P. ¿Piensan tener beneficios este año?

R. Suzuki es una de las pocas marcas, por no decir la única, que pueden presumir de no haber perdido dinero por lo menos en los últimos 35 años. Ni siquiera en los años de la crisis. En cuanto a Suzuki Ibérica, hemos ganado dinero todos los años excepto en 2008, que nos cogió a todos con stocks descompensados. Y las pérdidas vinieron por los gastos financieros. En 2007 pedimos coches que siguieron llegando a pesar del parón de 2008. Fue un año catastrófico, pero ya en 2009 volvimos a tener resultados positivos y en 2010 y 2011 estuvimos equilibrados. Y en 2012 estamos tratando de equilibrar de nuevo, aunque está siendo muy difícil.

P. ¿A pesar del apoyo del Plan PIVE?

R. El PIVE era un plan bueno hasta que se metieron a última hora los usados de un año.

P. Eso quiere decir que sus concesionarios no automatriculan o venden a empresas de alquiler…

R. En Suzuki tenemos prohibidos los kilómetros cero y no hacemos negocios con empresas de alquiler. Por una razón muy sencilla: un negocio tiene que ser bueno para las dos partes. En el momento que una pierde dinero deja de serlo. No es normal que las grandes empresas de alquiler fijen una depreciación del coche del 0,5% mensual en el mejor de los casos. Es decir, que se quedan un coche y lo devuelven a los tres meses con 40.000 o 50.000 kilómetros y una depreciación del 3%. No hay margen en el mundo para soportar eso. Si lo quieren hacer las marcas, que lo hagan, pero yo creo que esa no es la política adecuada, y si todas las marcas se pusieran de acuerdo en no hacerlo, las compañías de alquiler tendrían que recapacitar. Con el PIVE se han visto beneficiadas todas las marcas que han estado haciendo kilómetros cero.

P. ¿Les queda algo en la mochila de su relación con Santana?

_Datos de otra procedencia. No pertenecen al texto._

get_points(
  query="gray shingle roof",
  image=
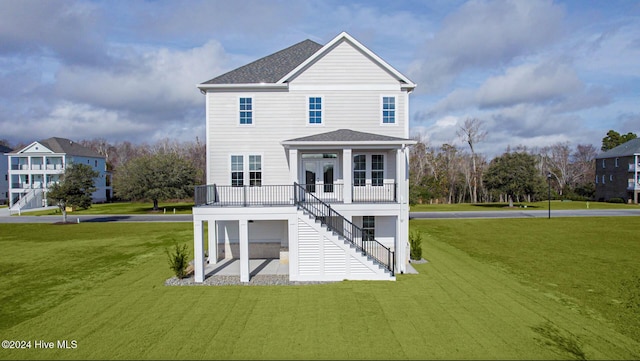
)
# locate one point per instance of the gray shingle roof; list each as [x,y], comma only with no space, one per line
[629,148]
[62,145]
[348,135]
[271,68]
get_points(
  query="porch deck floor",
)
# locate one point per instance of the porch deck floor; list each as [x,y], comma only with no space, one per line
[263,267]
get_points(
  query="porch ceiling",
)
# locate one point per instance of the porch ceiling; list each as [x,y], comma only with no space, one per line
[348,138]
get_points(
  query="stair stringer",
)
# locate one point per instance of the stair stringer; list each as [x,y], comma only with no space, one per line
[325,256]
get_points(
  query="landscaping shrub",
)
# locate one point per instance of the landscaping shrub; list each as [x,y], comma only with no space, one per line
[415,244]
[178,260]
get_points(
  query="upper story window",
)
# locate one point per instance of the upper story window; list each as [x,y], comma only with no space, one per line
[388,110]
[377,170]
[246,110]
[359,170]
[315,110]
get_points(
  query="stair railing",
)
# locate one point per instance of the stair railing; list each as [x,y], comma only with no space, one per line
[334,221]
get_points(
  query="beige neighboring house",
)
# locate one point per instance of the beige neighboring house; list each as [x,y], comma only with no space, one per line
[307,161]
[34,168]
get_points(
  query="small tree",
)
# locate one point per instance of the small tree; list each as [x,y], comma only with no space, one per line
[74,189]
[513,174]
[178,260]
[155,177]
[415,246]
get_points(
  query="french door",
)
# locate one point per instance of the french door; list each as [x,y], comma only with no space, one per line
[320,177]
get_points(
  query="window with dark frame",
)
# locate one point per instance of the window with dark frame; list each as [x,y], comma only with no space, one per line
[237,171]
[388,110]
[377,170]
[315,110]
[359,170]
[246,111]
[255,170]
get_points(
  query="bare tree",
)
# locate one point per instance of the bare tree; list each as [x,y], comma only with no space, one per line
[472,133]
[556,158]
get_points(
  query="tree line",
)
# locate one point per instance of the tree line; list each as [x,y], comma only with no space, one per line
[451,174]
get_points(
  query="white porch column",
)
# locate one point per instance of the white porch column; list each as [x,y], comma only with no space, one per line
[198,250]
[293,247]
[213,241]
[402,234]
[244,250]
[293,165]
[347,175]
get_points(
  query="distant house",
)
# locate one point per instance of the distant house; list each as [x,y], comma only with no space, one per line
[4,174]
[307,161]
[34,168]
[618,172]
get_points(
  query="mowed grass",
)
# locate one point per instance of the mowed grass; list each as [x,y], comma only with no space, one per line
[102,285]
[543,205]
[125,208]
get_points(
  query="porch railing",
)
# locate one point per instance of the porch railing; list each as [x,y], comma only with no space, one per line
[281,195]
[334,221]
[245,196]
[375,193]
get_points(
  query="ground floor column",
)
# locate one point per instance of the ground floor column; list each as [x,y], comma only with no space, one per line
[213,241]
[198,250]
[244,250]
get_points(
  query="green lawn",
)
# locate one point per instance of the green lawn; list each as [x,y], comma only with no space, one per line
[544,205]
[483,297]
[125,208]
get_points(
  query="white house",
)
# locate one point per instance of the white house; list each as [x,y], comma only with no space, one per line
[4,174]
[35,167]
[307,157]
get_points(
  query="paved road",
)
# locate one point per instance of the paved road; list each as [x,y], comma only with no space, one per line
[528,214]
[420,215]
[99,218]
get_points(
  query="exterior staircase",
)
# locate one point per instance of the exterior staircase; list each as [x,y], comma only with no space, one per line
[33,199]
[367,258]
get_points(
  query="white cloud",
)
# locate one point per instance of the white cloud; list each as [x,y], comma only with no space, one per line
[156,80]
[486,34]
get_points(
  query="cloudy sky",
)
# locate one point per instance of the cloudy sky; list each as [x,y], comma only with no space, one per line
[536,72]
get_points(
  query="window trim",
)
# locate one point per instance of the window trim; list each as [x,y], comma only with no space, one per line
[308,116]
[246,169]
[360,171]
[395,110]
[252,110]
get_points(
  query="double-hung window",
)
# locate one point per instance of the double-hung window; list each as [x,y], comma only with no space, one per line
[255,170]
[237,171]
[315,110]
[359,170]
[246,167]
[246,110]
[377,170]
[388,110]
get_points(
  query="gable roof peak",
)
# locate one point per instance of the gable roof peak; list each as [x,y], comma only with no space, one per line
[268,69]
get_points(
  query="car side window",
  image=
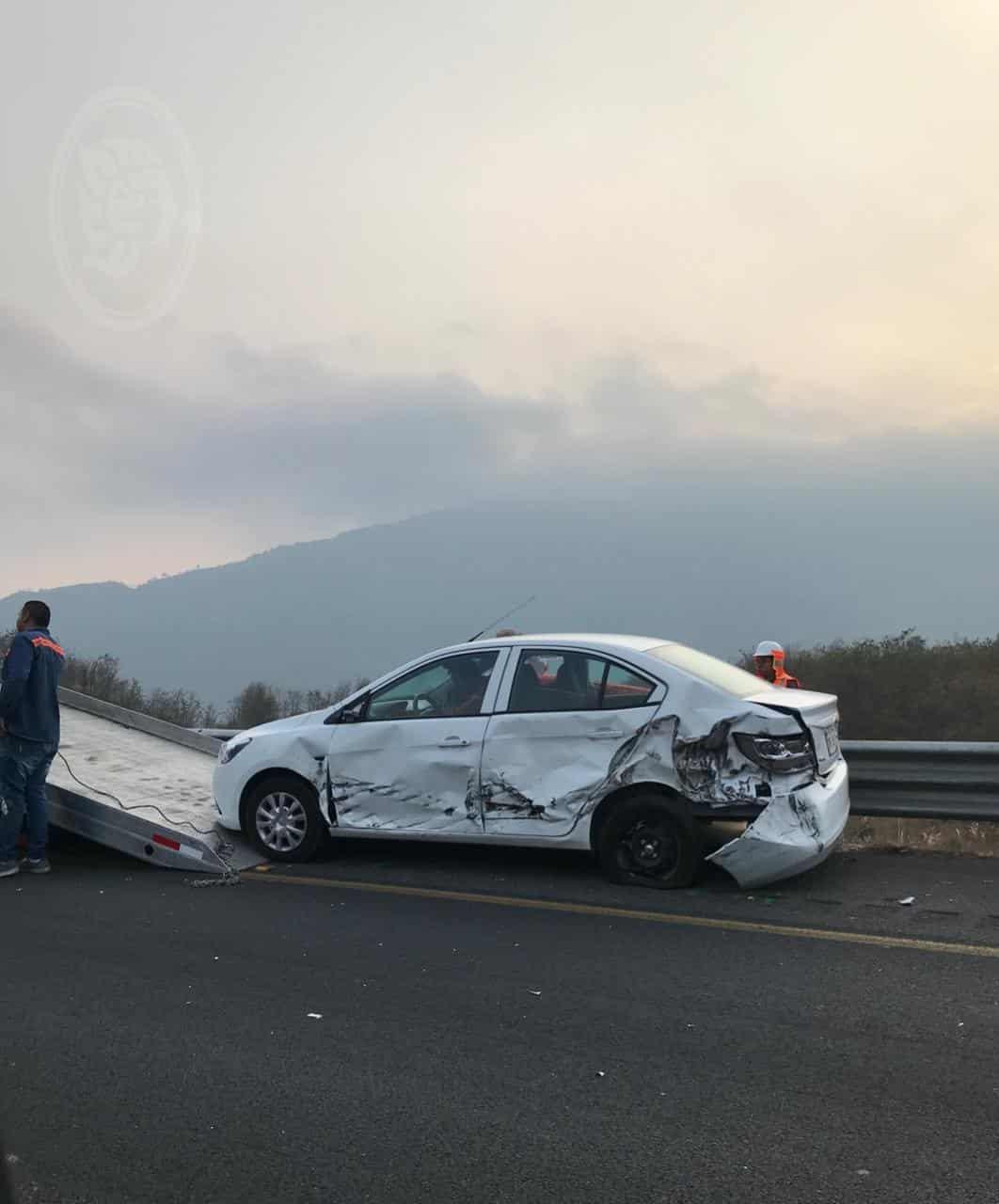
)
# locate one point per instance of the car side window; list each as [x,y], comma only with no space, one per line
[556,680]
[625,689]
[449,688]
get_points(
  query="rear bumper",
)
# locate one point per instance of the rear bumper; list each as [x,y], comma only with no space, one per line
[792,833]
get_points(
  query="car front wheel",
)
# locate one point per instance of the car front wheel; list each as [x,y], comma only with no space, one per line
[649,841]
[283,820]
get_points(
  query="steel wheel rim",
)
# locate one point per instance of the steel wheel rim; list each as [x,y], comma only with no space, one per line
[282,821]
[649,848]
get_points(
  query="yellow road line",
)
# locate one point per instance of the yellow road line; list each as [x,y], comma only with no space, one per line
[686,921]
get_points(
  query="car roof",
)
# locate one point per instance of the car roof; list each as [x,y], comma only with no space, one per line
[602,642]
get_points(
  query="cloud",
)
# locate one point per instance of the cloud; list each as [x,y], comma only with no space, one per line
[287,448]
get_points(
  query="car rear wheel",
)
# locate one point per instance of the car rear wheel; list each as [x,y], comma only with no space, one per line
[649,841]
[283,820]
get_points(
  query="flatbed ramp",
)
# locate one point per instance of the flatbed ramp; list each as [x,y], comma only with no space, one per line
[141,786]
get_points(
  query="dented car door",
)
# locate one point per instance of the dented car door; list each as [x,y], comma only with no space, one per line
[564,721]
[408,760]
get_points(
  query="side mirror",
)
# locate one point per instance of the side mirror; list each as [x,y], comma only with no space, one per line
[353,714]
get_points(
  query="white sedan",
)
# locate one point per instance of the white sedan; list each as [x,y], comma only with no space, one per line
[620,744]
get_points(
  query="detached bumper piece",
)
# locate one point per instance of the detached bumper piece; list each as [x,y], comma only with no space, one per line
[793,833]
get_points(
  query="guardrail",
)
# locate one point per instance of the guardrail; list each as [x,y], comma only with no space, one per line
[913,779]
[924,779]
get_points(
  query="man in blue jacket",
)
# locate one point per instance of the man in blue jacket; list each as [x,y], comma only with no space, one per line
[29,737]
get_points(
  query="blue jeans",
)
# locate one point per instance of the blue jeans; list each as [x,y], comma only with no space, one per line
[23,770]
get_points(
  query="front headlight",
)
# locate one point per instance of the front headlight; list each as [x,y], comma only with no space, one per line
[232,748]
[778,753]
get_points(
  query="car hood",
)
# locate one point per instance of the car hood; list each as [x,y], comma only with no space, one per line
[310,719]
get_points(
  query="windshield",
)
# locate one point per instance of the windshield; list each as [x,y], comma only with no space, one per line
[709,669]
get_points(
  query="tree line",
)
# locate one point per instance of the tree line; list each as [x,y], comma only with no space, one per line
[900,688]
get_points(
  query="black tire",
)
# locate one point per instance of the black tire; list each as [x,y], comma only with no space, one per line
[282,817]
[649,841]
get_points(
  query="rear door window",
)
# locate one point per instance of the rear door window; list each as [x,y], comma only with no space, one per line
[625,689]
[547,680]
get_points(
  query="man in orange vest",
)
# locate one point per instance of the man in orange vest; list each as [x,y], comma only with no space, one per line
[768,658]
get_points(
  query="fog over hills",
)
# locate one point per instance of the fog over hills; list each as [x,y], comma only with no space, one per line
[718,558]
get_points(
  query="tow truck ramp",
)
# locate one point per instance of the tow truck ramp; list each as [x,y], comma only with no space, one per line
[141,786]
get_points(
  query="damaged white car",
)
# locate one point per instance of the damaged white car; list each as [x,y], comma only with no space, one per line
[620,744]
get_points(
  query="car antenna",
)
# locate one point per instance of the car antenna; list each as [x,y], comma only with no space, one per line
[502,617]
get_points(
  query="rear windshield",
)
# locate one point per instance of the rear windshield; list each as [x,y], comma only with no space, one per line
[709,669]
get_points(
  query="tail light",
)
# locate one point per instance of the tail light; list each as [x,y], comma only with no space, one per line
[778,753]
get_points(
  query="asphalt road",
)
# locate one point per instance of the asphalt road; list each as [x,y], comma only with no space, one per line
[496,1027]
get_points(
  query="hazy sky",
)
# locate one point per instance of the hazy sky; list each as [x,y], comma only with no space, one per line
[373,239]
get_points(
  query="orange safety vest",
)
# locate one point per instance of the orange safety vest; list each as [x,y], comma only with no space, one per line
[782,677]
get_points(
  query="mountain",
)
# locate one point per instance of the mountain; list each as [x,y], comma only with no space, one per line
[715,568]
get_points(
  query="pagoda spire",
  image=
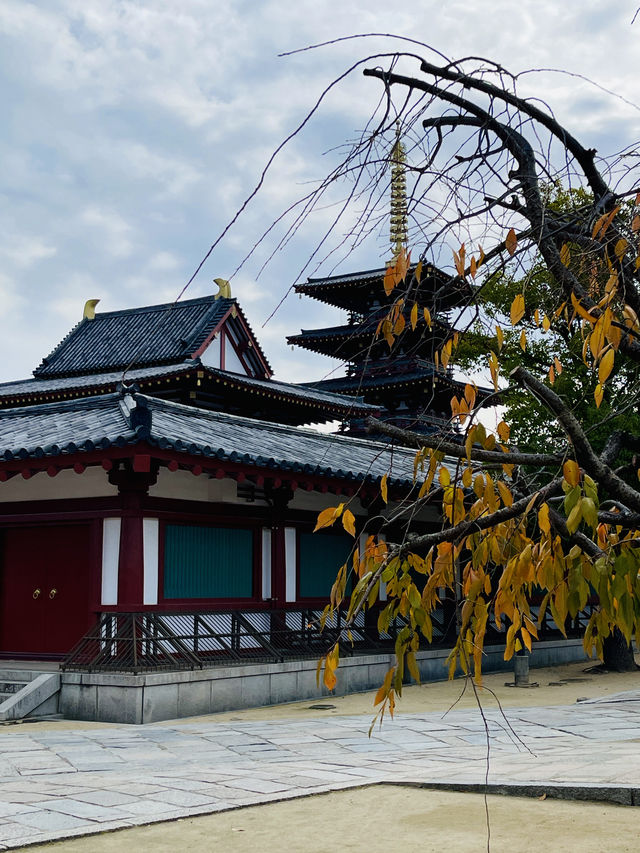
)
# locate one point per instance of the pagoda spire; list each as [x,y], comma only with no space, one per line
[398,223]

R. No queda absolutamente nada. Está zanjado. Hace por lo menos un año o año y medio que no hay contacto. Si acaso algo esporádico por los recambios de los coches que se fabricaban allí, que eran piezas desarrolladas en España.

P. ¿Han tenido que ajustar la red de concesionarios con la crisis?

R. Al principio de la crisis teníamos 74 concesionarios y seguimos teniendo 74, aunque no son los mismos porque desgraciadamente algunos han cerrado. Hasta principios de 2011 mantuvimos la misma red. Es cierto que en los años buenos, 2005, y especialmente 2006 y 2007, ganaron muchísimo dinero. En 2008 comenzó a notarse y entre 2009 y 2011 no fueron las cosas tan bien. A partir de 2011 hubo concesionarios que tuvieron que cesar el negocio, pero afortunadamente Suzuki es una marca que está muy arraigada en España porque lleva en nuestro país desde el año 1982, cuando se firmó el acuerdo con la fábrica de Linares. Y cuando un concesionario ha tenido que cerrar, enseguida han surgido candidatos por dos motivos: primero, por ese arraigo que hay de Suzuki en España, y segundo, porque han visto lo que Suzuki es capaz de hacer cuando entramos en el año 2004 que la red estaba muy mal y hasta dónde llegamos en 2007. Pasamos de vender apenas 4.000 coches en 2003, el último año de Santana, a vender 22.000 coches en 2007 y ganando mucho dinero. Los concesionarios tienen asimilado que la marca está sufriendo por la crisis y falta de producto, pero saben que volverá a subir.